To prevent fractures and identify bone weakness, ACOG recommends that women age sixty-five and older or women who have had a fracture be tested for bone mineral density. Postmenopausal women with one or more risk factors for osteoporosis should also be tested.
The average American only gets 500 to 750 milligrams of calcium each day, far short of the recommended daily intake. Premenopausal women, or menopausal women who take estrogen, need a thousand milligrams of calcium per day. Post-menopausal women who do not take estrogen should get fifteen hundred milligrams. Daily intake of vitamin D, the fat-soluble vitamin that helps the body absorb calcium, should be between two hundred and six hundred IUs (International Units), depending on a woman’s age. Drink milk, eat vitamin D-fortified foods, or get fifteen minutes of sun exposure on your hands and face or arms a few days a week to ensure you get enough. Your doctor can also suggest a calcium and vitamin D supplement if you don’t get enough from your diet alone.
You can further help strengthen bones by engaging in weight-bearing exercise, such as walking, tennis, dancing, yoga, or tai chi. Additionally, certain types of hormone therapy and other drugs containing bisphosphonates, estrogen, and calcitonin can also help prevent fractures. Talk to your doctor about medications that may work for you.
The Healthy Geezer
Q: I’m sixty-seven and have always had very good hearing. Lately, I’ve noticed that I can’t pick up some things my granddaughter says. Is this significant?
A: About one in three Americans over sixty suffer from loss of hearing, which can range from the inability to hear certain voices to deafness.
There are two basic categories of hearing loss. One is caused by damage to the inner ear or the auditory nerve. This type of hearing loss is permanent. The second kind occurs when sound can’t reach the inner ear. This can be repaired medically or surgically.
Presbycusis, one form of hearing loss, occurs with age. Presbycusis can be caused by changes in the inner ear, auditory nerve, middle ear, or outer ear. Some of its causes are aging, loud noise, heredity, head injury, infection, illness, certain prescription drugs, and circulation problems such as high blood pressure. It seems to be inherited.
Tinnitus, also common in older people, is the ringing, hissing, or roaring sound in the ears frequently caused by exposure to loud noise or certain medicines. Tinnitus is a symptom that can come with any type of hearing loss.
Hearing loss can be caused by “ototoxic” medicines that damage the inner ear. Some antibiotics are ototoxic. Aspirin can cause temporary problems. If you’re having a hearing problem, ask your doctor about any medications you’re taking.
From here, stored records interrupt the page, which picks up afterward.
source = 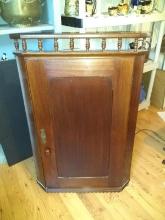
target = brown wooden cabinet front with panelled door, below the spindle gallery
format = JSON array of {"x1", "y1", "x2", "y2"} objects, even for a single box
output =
[{"x1": 23, "y1": 55, "x2": 143, "y2": 190}]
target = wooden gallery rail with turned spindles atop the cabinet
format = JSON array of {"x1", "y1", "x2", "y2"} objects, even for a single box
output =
[{"x1": 10, "y1": 32, "x2": 151, "y2": 53}]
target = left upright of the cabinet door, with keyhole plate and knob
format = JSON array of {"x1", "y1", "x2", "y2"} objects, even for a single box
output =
[{"x1": 23, "y1": 58, "x2": 58, "y2": 187}]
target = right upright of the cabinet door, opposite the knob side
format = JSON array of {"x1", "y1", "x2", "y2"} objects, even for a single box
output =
[{"x1": 109, "y1": 56, "x2": 135, "y2": 186}]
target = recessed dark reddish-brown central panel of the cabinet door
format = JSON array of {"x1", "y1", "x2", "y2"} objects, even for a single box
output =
[{"x1": 49, "y1": 77, "x2": 112, "y2": 177}]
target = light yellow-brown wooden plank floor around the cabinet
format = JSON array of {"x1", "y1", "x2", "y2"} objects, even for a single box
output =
[{"x1": 0, "y1": 108, "x2": 165, "y2": 220}]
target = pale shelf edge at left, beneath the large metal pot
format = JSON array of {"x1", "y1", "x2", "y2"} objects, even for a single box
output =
[{"x1": 0, "y1": 24, "x2": 54, "y2": 35}]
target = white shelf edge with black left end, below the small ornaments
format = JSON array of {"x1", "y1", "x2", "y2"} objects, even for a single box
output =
[{"x1": 61, "y1": 11, "x2": 165, "y2": 28}]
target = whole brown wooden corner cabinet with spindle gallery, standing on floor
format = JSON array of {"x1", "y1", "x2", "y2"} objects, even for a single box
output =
[{"x1": 13, "y1": 32, "x2": 149, "y2": 192}]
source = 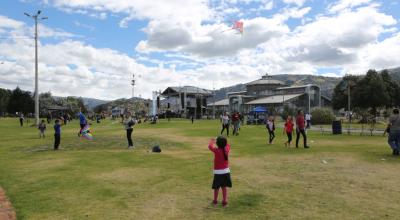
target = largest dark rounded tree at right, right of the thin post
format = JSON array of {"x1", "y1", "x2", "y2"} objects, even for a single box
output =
[{"x1": 353, "y1": 70, "x2": 389, "y2": 115}]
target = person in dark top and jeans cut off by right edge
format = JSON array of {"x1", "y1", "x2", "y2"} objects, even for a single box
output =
[{"x1": 388, "y1": 108, "x2": 400, "y2": 156}]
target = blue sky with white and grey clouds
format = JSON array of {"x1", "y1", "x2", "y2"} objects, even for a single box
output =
[{"x1": 0, "y1": 0, "x2": 400, "y2": 99}]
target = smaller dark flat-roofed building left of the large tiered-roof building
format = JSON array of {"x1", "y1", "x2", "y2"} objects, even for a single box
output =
[{"x1": 158, "y1": 86, "x2": 213, "y2": 118}]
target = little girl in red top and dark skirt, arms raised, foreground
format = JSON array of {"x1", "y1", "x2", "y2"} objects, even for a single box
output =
[{"x1": 208, "y1": 136, "x2": 232, "y2": 207}]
Loud noise contributes to presbycusis and tinnitus. Noise has damaged the hearing of about ten million Americans, many of them Baby Boomers who listened to hard rock with the volume turned up as far as possible.
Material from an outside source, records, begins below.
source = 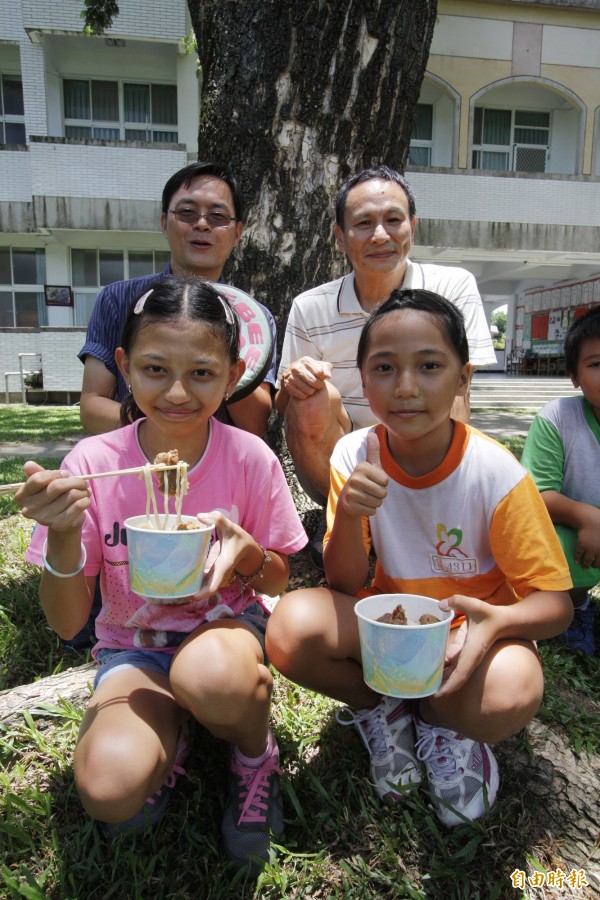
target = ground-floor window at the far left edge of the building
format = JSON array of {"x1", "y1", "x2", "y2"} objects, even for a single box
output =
[{"x1": 0, "y1": 247, "x2": 48, "y2": 328}]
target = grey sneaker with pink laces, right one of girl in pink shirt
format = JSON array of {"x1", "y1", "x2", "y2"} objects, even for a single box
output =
[{"x1": 221, "y1": 732, "x2": 283, "y2": 874}]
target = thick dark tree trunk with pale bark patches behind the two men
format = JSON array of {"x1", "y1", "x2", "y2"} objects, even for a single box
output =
[{"x1": 188, "y1": 0, "x2": 437, "y2": 340}]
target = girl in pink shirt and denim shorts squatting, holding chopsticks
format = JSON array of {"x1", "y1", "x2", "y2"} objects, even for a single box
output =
[{"x1": 16, "y1": 277, "x2": 306, "y2": 868}]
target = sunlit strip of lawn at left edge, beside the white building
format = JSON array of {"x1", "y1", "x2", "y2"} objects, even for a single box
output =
[{"x1": 0, "y1": 404, "x2": 84, "y2": 444}]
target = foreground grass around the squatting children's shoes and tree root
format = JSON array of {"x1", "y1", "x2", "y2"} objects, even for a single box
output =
[{"x1": 0, "y1": 410, "x2": 600, "y2": 900}]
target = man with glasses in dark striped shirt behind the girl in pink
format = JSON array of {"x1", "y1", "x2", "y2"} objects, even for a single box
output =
[{"x1": 78, "y1": 162, "x2": 276, "y2": 437}]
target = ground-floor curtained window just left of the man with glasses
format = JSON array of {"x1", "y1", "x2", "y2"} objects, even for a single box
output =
[{"x1": 71, "y1": 250, "x2": 171, "y2": 325}]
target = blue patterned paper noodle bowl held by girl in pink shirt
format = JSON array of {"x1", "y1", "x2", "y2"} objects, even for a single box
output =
[{"x1": 124, "y1": 514, "x2": 213, "y2": 603}]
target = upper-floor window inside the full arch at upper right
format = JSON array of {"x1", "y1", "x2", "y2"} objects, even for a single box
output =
[{"x1": 472, "y1": 107, "x2": 550, "y2": 172}]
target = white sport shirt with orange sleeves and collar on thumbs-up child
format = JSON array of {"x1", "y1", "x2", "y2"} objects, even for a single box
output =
[{"x1": 324, "y1": 422, "x2": 571, "y2": 605}]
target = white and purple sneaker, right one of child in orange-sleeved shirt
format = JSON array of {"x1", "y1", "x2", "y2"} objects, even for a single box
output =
[{"x1": 415, "y1": 720, "x2": 500, "y2": 828}]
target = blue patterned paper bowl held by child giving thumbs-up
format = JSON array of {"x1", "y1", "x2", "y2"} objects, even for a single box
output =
[{"x1": 354, "y1": 594, "x2": 453, "y2": 698}]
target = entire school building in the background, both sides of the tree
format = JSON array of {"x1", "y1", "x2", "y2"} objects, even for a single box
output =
[{"x1": 0, "y1": 0, "x2": 600, "y2": 400}]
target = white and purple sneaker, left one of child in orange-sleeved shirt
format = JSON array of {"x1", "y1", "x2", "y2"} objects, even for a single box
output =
[{"x1": 336, "y1": 697, "x2": 421, "y2": 802}]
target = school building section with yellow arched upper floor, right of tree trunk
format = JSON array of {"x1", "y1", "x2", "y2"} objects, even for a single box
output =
[{"x1": 407, "y1": 0, "x2": 600, "y2": 375}]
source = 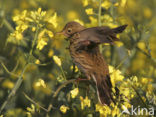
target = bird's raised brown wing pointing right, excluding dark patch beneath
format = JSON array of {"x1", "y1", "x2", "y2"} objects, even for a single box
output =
[{"x1": 80, "y1": 25, "x2": 127, "y2": 44}]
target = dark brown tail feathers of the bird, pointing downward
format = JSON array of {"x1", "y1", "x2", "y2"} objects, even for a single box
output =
[{"x1": 96, "y1": 75, "x2": 119, "y2": 106}]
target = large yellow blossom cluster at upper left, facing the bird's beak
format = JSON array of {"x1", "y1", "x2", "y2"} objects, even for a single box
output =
[{"x1": 8, "y1": 8, "x2": 57, "y2": 50}]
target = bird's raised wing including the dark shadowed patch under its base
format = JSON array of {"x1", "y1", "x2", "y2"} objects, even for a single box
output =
[{"x1": 72, "y1": 25, "x2": 127, "y2": 49}]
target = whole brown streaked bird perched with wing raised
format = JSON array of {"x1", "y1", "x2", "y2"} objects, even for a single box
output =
[{"x1": 57, "y1": 22, "x2": 127, "y2": 105}]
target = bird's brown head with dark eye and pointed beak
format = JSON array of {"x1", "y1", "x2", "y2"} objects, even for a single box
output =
[{"x1": 57, "y1": 21, "x2": 85, "y2": 37}]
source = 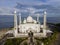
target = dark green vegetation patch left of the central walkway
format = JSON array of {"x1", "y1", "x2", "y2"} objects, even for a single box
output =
[{"x1": 5, "y1": 38, "x2": 27, "y2": 45}]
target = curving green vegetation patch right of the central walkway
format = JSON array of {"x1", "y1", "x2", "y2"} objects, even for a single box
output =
[{"x1": 35, "y1": 32, "x2": 58, "y2": 45}]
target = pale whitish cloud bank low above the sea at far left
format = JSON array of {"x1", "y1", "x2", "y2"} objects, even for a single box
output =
[{"x1": 0, "y1": 7, "x2": 19, "y2": 15}]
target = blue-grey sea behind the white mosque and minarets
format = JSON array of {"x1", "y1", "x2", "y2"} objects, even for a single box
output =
[{"x1": 0, "y1": 15, "x2": 60, "y2": 28}]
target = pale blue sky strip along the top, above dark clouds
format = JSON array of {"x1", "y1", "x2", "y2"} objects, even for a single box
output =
[{"x1": 0, "y1": 0, "x2": 60, "y2": 7}]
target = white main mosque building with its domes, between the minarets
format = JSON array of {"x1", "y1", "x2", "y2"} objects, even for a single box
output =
[{"x1": 19, "y1": 16, "x2": 40, "y2": 33}]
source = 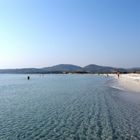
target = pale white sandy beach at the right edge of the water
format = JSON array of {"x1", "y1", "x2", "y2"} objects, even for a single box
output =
[{"x1": 112, "y1": 73, "x2": 140, "y2": 92}]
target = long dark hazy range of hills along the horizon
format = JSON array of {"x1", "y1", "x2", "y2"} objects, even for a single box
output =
[{"x1": 0, "y1": 64, "x2": 140, "y2": 74}]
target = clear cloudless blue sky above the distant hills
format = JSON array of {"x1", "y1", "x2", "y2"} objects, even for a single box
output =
[{"x1": 0, "y1": 0, "x2": 140, "y2": 68}]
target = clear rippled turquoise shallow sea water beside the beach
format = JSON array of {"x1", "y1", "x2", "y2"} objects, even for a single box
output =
[{"x1": 0, "y1": 75, "x2": 140, "y2": 140}]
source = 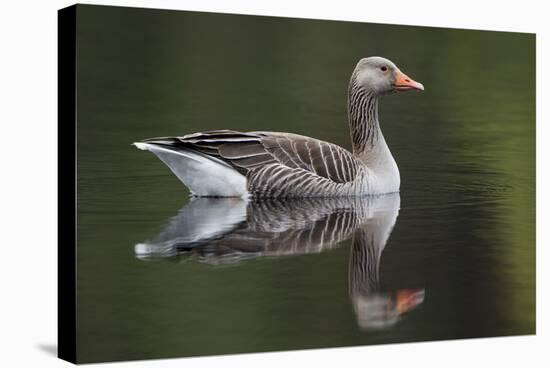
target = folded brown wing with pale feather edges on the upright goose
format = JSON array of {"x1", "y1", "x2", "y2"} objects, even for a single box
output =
[{"x1": 144, "y1": 130, "x2": 359, "y2": 183}]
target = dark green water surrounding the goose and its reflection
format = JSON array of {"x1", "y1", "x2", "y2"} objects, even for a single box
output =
[{"x1": 73, "y1": 6, "x2": 535, "y2": 362}]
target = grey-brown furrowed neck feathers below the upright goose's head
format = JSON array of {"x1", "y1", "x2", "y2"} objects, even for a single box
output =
[{"x1": 348, "y1": 78, "x2": 383, "y2": 155}]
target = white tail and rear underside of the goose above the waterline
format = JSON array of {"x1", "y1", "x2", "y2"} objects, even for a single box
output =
[{"x1": 134, "y1": 142, "x2": 248, "y2": 197}]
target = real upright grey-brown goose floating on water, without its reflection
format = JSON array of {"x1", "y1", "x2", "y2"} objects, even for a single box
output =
[{"x1": 134, "y1": 56, "x2": 424, "y2": 197}]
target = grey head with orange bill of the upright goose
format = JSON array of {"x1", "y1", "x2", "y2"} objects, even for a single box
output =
[{"x1": 352, "y1": 56, "x2": 424, "y2": 95}]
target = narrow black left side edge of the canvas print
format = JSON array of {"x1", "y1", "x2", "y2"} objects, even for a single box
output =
[{"x1": 57, "y1": 5, "x2": 76, "y2": 363}]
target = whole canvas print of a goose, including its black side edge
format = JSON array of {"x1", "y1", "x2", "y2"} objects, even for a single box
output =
[{"x1": 59, "y1": 5, "x2": 536, "y2": 363}]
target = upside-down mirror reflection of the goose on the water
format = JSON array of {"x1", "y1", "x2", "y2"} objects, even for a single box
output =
[{"x1": 135, "y1": 193, "x2": 424, "y2": 329}]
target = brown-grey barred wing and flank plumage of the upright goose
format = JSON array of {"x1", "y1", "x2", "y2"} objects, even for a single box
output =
[{"x1": 143, "y1": 130, "x2": 366, "y2": 197}]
Your doctor may refer you to an otolaryngologist, a physician who specializes in problems of the ear. Or you may be referred to an audiologist, a professional who can identify and measure hearing loss. An audiologist can help you determine if you need a hearing aid.
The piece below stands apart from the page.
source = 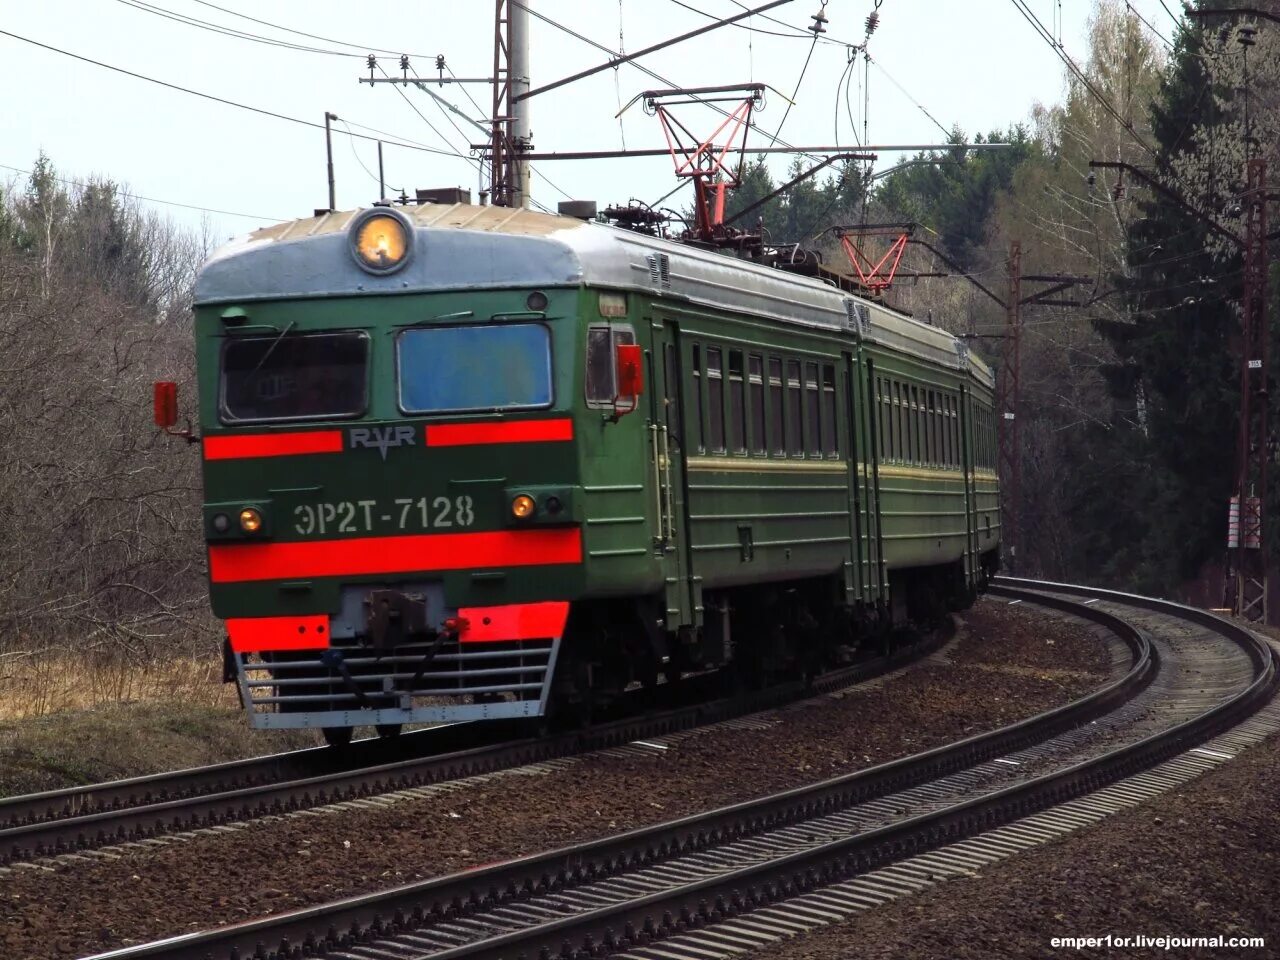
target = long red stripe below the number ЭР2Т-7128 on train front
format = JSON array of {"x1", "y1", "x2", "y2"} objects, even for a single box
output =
[{"x1": 209, "y1": 527, "x2": 582, "y2": 584}]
There other “hearing aids” you should consider. There are listening systems to help you enjoy television or radio without being bothered by other sounds around you. Some hearing aids can be plugged directly into TVs, music players, microphones, and personal FM systems to help you hear better.
Some telephones work with certain hearing aids to make sounds louder and remove background noise. And some auditoriums, movie theaters, and other public places are equipped with special sound systems that send sounds directly to your ears.
Alerts such as doorbells, smoke detectors, and alarm clocks can give you a signal that you can see or a vibration that you can feel. For example, a flashing light can let you know someone is at the door or on the phone.